Increases in fruit weight and set meant greater economic benefits for coffee farms. Researchers estimated that farmers generally received roughly $4,300 US dollars per hectare. The results of the experiment show that excluding birds reduces yield by 13.5%, representing a nearly $600 loss per hectare. Losing bees in the landscape reduces yield by 24.5%, a $1,059 per hectare loss. Losing both birds and bees causes the highest yield and economic loss at 24.7%, representing a $1,066 gap.
“These results suggest that past assessments of individual ecological services—including major global efforts like IPBES—may actually underestimate the benefits biodiversity provides to agriculture and human wellbeing,” says Taylor Ricketts of the University of Vermont. “These positive interactions mean ecosystem services are more valuable together than separately.”
The study underscores the importance of preserving, maintaining, and improving on-farm biodiversity and ecosystem services as a key aspect in considering agricultural yields. These services are critical, yet more vulnerable than one may think. For instance, research published in 2015 by some of the same scientists from the current study found that only a small number of bee species actually provide pollination services, making their continued existence crucial to long term farm sustainability and profitability. A study published in 2016 found that the loss of microbial diversity in the soil hampered ecosystem services associated with decomposition, nutrient cycling, and carbon fixing, all critical roles needed to maintain food production. The 2019 report from the United Nation’s IPBES (Intergovernmental Science-Policy Platform on Biodiversity and Ecosystem Services), provides a stark warning to the world about the how the decline of biodiversity impinges on society’s ability to meet basic needs. But as the authors of the present study note, even these dire calls may underestimate the benefits humanity is provided by natural services, those which we often take for granted.

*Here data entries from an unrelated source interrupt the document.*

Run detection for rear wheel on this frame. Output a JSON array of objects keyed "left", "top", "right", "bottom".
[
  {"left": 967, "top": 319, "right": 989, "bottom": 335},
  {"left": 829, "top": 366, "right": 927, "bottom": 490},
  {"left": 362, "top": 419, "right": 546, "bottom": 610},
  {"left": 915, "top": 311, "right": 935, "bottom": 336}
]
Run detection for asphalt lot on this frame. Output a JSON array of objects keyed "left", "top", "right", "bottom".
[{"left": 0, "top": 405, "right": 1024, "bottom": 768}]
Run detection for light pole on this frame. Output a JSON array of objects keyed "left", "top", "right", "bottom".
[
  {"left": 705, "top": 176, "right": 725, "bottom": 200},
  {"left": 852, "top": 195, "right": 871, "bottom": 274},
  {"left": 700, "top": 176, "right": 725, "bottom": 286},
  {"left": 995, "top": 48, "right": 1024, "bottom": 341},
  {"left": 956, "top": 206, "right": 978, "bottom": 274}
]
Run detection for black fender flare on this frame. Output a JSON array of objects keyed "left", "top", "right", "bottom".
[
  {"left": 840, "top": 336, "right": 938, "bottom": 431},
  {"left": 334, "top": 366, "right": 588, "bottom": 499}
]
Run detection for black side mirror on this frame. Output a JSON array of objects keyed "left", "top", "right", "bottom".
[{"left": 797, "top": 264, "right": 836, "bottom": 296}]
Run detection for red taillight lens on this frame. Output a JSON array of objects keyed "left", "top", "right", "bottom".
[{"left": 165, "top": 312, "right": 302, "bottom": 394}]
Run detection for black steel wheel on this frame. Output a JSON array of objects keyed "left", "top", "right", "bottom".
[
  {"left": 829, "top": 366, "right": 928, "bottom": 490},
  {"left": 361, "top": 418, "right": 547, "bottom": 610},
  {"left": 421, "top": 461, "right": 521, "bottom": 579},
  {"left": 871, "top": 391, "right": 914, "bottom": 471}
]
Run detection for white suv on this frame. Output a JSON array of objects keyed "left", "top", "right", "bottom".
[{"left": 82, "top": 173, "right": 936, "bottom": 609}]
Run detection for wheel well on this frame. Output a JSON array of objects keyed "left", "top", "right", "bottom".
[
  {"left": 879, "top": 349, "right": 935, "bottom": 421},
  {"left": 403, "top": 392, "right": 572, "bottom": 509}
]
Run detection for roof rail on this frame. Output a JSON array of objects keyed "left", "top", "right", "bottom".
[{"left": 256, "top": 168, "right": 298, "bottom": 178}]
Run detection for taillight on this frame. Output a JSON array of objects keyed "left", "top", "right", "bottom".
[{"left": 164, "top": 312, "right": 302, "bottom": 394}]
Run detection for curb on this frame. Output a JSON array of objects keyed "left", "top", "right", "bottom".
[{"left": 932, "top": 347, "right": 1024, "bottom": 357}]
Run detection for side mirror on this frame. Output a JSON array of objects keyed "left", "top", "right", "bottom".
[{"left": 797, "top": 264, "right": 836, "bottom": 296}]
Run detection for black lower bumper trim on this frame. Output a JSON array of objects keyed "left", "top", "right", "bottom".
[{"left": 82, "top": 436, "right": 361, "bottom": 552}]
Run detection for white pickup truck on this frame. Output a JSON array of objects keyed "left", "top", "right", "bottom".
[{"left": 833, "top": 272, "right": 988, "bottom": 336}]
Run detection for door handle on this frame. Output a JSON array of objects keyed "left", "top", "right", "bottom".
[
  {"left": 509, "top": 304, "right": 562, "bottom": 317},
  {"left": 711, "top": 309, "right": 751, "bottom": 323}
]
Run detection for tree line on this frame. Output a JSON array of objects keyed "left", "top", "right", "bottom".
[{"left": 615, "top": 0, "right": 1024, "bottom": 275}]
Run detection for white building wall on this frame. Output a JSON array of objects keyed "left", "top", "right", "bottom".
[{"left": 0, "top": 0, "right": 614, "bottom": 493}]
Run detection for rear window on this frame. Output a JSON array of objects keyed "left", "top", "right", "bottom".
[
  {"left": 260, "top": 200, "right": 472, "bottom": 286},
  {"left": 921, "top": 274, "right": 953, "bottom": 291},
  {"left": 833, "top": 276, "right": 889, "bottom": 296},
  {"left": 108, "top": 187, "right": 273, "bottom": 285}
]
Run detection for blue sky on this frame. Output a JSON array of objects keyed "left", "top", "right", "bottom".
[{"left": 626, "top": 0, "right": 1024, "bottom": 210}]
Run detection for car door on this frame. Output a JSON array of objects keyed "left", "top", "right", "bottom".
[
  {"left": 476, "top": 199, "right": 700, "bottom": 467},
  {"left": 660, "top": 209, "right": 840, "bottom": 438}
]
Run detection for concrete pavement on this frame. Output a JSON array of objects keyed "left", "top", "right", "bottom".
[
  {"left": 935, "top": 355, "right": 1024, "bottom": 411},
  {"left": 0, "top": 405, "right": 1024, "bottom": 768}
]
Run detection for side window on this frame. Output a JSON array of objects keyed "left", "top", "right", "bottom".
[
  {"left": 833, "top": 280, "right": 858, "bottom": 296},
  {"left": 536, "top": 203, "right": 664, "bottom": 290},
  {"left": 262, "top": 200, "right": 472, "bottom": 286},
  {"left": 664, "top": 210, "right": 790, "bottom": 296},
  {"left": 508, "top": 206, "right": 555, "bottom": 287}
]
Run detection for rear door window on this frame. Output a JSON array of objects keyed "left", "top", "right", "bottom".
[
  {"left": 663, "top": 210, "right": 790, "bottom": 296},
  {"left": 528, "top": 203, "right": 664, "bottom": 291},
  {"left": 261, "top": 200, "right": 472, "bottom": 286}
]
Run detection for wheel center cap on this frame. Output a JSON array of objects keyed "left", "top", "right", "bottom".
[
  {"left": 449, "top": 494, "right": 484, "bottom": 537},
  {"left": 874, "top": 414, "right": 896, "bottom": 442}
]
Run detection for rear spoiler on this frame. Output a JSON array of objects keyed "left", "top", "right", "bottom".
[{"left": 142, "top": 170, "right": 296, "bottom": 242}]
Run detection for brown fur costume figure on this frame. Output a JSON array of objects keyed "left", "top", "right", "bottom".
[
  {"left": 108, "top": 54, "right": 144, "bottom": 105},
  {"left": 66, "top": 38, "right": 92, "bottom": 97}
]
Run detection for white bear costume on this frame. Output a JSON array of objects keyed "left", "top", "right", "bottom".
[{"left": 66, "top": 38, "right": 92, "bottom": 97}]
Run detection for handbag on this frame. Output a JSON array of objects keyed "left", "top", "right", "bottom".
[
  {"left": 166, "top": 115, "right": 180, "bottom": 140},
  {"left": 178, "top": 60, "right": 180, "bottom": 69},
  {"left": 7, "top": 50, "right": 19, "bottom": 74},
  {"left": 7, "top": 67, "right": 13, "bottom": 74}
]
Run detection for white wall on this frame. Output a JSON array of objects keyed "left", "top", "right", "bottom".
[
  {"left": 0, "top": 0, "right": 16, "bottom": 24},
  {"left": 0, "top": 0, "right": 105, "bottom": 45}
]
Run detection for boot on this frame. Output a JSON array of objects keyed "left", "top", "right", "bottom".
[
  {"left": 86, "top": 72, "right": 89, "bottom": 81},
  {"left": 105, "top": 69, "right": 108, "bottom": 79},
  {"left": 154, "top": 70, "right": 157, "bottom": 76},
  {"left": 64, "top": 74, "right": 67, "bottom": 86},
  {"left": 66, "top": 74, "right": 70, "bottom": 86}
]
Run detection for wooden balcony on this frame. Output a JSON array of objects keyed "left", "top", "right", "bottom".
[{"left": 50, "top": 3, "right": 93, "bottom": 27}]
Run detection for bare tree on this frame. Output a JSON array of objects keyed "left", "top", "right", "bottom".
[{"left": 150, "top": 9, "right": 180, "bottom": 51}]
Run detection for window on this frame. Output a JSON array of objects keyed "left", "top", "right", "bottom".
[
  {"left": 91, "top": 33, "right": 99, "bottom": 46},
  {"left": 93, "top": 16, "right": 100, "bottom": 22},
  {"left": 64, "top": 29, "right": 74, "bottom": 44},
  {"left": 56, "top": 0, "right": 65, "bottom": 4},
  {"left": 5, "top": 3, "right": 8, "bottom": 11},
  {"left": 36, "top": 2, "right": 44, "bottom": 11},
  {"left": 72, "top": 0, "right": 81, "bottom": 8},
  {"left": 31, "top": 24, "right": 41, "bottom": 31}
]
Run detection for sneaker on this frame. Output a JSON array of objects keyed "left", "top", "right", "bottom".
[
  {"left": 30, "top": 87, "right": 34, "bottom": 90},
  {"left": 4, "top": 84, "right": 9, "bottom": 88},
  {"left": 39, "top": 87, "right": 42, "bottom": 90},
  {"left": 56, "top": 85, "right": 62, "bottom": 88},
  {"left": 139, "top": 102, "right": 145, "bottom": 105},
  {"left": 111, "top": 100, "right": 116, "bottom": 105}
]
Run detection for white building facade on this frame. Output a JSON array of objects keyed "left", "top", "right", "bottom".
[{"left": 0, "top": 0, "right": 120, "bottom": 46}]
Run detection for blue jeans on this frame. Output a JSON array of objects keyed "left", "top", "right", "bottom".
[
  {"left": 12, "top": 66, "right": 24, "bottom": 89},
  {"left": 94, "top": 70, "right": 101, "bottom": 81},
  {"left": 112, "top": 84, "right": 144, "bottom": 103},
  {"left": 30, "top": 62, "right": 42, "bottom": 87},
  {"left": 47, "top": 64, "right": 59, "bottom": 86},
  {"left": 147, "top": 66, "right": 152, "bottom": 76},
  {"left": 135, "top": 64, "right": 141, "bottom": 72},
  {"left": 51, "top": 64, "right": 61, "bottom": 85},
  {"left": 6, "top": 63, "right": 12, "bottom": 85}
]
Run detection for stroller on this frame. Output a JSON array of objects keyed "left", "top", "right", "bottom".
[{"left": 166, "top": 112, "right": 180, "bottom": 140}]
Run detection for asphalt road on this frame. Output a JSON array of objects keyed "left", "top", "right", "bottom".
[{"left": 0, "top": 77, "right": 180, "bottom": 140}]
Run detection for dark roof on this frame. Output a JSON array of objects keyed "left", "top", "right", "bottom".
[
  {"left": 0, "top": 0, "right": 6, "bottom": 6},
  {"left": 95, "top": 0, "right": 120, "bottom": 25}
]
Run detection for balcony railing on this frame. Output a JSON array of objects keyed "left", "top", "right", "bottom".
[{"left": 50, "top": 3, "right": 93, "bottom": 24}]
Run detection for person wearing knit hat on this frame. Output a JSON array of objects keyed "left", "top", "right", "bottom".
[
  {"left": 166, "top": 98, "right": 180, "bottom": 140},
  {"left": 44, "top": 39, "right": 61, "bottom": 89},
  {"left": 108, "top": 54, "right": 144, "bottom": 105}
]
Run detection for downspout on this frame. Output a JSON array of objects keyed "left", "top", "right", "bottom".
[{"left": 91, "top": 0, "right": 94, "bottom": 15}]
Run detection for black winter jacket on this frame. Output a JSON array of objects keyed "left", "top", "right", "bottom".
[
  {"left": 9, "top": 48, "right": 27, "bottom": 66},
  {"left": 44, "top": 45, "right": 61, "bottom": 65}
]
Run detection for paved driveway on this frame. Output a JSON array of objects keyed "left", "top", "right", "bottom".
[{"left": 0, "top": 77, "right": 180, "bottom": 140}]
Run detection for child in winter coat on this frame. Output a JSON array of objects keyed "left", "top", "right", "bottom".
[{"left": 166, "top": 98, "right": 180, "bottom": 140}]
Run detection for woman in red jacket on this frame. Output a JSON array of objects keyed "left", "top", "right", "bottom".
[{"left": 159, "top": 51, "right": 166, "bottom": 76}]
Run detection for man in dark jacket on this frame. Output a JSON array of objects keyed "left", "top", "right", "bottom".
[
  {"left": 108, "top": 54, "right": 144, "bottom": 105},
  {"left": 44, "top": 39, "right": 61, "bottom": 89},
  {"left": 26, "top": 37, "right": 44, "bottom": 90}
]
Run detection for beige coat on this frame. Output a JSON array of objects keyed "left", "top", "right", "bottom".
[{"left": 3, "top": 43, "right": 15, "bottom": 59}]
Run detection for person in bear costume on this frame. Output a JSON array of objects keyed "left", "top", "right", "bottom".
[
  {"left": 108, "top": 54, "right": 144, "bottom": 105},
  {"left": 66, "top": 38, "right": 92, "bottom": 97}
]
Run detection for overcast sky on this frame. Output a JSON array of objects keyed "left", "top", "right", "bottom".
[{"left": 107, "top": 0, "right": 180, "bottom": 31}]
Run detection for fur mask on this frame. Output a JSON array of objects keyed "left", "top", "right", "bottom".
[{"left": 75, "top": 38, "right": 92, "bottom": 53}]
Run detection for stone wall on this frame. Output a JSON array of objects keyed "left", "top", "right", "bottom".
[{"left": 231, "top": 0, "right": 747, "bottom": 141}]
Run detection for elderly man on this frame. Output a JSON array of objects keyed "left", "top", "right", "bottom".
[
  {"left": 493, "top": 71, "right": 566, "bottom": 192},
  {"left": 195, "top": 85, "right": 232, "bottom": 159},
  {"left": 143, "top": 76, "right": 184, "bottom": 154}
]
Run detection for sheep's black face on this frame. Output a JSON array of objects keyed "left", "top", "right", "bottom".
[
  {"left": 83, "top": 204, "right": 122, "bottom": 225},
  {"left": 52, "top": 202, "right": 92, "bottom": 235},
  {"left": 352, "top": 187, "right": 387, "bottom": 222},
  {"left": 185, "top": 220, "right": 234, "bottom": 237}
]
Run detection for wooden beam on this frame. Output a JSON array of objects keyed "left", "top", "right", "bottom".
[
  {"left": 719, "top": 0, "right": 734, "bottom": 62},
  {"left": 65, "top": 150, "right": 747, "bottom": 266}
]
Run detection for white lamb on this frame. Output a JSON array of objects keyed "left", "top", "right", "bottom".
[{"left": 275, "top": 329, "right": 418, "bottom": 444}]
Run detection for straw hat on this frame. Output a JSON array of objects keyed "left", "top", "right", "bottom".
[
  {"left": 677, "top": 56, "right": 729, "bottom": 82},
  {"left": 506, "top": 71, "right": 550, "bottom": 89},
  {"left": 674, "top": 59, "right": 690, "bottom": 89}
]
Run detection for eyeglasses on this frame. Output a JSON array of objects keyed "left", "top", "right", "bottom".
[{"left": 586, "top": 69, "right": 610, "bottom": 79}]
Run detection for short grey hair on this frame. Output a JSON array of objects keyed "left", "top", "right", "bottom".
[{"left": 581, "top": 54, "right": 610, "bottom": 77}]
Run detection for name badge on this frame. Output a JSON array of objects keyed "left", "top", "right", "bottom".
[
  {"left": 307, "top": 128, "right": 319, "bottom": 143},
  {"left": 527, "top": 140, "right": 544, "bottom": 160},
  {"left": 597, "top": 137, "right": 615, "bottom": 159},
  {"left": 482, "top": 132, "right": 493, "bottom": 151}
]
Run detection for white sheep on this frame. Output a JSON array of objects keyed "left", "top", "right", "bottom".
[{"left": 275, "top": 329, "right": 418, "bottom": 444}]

Time and again, research has found that increasing on-farm biodiversity decreases the need for pesticide use (by increasing natural pest management services), and improves overall productivity. That is why organic farming represents the best approach for the future of farming. A core component of organic law is requirement to maintain or improve soil health. From this concept flows and spirit and intent of organic to continuously improve, and promote natural materials and processes over toxic synthetic substances. These practices on the ground, according to Rodale Institute’s long running Farming Systems Trial, result in higher organic matter and improved soil health, yields that are competitive with chemical-intensive practices, farm profits 3-6x higher, and significantly less greenhouse gas emissions and chemical use.
The benefits of natural systems are difficult to suss out without considerably more investment in the sort of research being conducted under the present study. As the author’s note, the available literature on synergies between ecosystem services is particularly thin, and in need of further time and attention. For a review of the importance of biodiversity and ecosystem services to food production and our current way of life, see the articles “Organic Systems The Path Forward,” and “Biodiversity in Land Management Integral to Sustainability,” published in the Pesticides and You journal.
All unattributed positions and opinions in this piece are those of Beyond Pesticides.